Both Piketty and David Grusky, Director of the Center on Poverty and Inequality at Stanford, identified a dramatic change in social norms in the 1970s and 1980s, arguing that the conservative revolution is one of the main driving forces behind this phenomenon. Indeed, Grusky suggested that all the various factors in play, like the decline in unionisation and the effects of trade policies, can be “subsumed under the ideology of neoliberalism.” As Grusky explained, “it’s not like there is just a set of factors that are unrelated and suddenly all come together at the same time. Those factors are part of a very explicit set of policy decisions.” Asked as to why neoliberalism has been so successful, Grusky claimed that neoliberalism is such a seductive ideology that “even those people who don’t have any obvious and immediate interest nonetheless came to be committed to it in an almost religious way.”
The consequences of this massive increase in inequality are, according to the Stanford professor, very problematic. He identifies three main problems that, taken together, are “really worrying.” First,he agrees with Francis Fukuyama that such high levels of inequality make it very hard to provide effective democracy since it proves to be very difficult to “protect our commitment to equal voice when there’s just so much money, and hence power, at the top.” Secondly, social mobility is facing an existential threat.
“When you give so much money to a certain sector of the population, they can use that money very effectively to assist their children and, hence, you don’t have a fair enough competition,” Grusky explains.
Finally, to “turn the neoliberal logic on its head,” Grusky claims that the accumulation of income and wealth at the top is, in fact, harmful for the economy as a whole as elites can engage in unproductive rent-seeking activities by setting up “rules of the game that will not entail free and open competition, but will, instead, lead to direct transfers from the powerless to the powerful.”
All these points taken together paint, indeed, a very gloomy picture of the future. In order to solve the immensely complex issue of inequality, Grusky suggests that a redefinition of private property could be a good starting point. He describes the Chinese model, where not the property itself, but only usage rights of up to 70 years are sold to private individuals, as a “wonderful idea” and argued in favor of an inheritance tax rate of 100 percent. However, as private property is to be regarded as one of the most sacred values in our society, the Max Weber Award winner concedes that “something as radical as cutting to the heart of that principle is not likely to happen.”
Still, looking forward, Grusky remains quite optimistic about the future, as he is convinced that the 21st century will be “a place where some very strong, egalitarian initiatives break out.” Just like the 20th century could not withstand certain types of extreme inequality, “things will be happening” in the 21st century too. Grusky expects a “century of revolt and reform,” but there is no way to tell whether change will come via a revolutionary popular movement or a reform programme led by some enlightened capitalists.
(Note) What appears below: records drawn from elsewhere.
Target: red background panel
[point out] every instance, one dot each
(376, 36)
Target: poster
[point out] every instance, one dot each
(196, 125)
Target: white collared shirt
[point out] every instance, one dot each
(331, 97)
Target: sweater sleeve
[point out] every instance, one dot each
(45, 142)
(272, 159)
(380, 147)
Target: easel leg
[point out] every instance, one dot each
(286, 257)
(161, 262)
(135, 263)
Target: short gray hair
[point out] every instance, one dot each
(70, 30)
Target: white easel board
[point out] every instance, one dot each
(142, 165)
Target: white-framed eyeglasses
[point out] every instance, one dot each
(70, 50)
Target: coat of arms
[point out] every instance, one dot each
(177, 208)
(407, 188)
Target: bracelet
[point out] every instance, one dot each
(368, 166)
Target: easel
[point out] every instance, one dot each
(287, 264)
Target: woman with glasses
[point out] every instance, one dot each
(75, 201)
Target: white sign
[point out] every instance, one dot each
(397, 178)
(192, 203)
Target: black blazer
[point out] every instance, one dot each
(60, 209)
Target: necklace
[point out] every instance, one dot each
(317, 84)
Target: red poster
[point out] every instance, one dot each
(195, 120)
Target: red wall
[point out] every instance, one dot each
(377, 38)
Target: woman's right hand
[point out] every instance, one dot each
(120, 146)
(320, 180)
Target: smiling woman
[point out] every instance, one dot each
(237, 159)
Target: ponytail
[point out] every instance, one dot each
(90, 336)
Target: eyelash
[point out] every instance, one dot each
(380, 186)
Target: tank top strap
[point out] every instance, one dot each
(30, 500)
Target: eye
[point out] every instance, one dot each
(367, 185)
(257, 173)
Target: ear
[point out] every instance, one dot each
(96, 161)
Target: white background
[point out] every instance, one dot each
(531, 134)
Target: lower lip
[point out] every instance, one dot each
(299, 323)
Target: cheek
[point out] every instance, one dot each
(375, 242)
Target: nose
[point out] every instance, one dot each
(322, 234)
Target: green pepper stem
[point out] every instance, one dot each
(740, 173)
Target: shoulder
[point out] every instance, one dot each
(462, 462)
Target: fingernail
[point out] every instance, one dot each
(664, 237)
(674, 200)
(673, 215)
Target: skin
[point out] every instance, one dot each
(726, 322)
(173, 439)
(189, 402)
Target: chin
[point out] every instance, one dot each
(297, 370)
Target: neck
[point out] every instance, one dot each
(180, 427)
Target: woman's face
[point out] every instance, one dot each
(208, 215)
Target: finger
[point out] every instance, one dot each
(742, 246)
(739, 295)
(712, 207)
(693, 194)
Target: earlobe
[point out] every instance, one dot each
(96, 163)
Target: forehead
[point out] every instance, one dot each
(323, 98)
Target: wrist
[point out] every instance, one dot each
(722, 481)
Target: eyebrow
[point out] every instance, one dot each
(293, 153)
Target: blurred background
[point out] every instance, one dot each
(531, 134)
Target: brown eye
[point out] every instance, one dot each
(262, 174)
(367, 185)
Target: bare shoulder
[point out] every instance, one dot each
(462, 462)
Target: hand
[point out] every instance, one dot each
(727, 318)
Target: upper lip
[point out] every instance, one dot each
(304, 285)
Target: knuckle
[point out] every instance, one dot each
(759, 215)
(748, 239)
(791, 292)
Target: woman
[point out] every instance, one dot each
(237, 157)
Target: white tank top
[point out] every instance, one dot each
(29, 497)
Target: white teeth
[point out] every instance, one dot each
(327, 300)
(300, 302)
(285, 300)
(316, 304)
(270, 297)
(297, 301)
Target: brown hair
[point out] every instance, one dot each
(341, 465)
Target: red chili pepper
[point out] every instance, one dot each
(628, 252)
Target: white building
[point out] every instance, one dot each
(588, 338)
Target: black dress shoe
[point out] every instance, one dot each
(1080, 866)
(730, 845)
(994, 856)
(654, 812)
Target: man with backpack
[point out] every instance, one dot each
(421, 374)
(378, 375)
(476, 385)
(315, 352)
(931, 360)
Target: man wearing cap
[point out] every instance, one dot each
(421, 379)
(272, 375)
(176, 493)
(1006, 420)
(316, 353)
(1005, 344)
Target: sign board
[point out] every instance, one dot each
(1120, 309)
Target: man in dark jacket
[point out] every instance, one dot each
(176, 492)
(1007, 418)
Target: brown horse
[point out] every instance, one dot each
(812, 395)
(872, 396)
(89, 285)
Indeed, the Stanford sociologist says that a revolution is a “scary prospect since the disenfranchised and the powerless have never really done well through these collective revolts. At the end of the day, they always lose.” In talking about the possibility of a comprehensive reform movement, he points out “how powerful socialism was in the 20th century in enabling a reform movement because it was a threat.” Consequently, he called upon people on the left to start thinking about a new ideology that threatens to undermine the status quo.
“We need a threat. We need the next Marx. I think that’s a high priority.”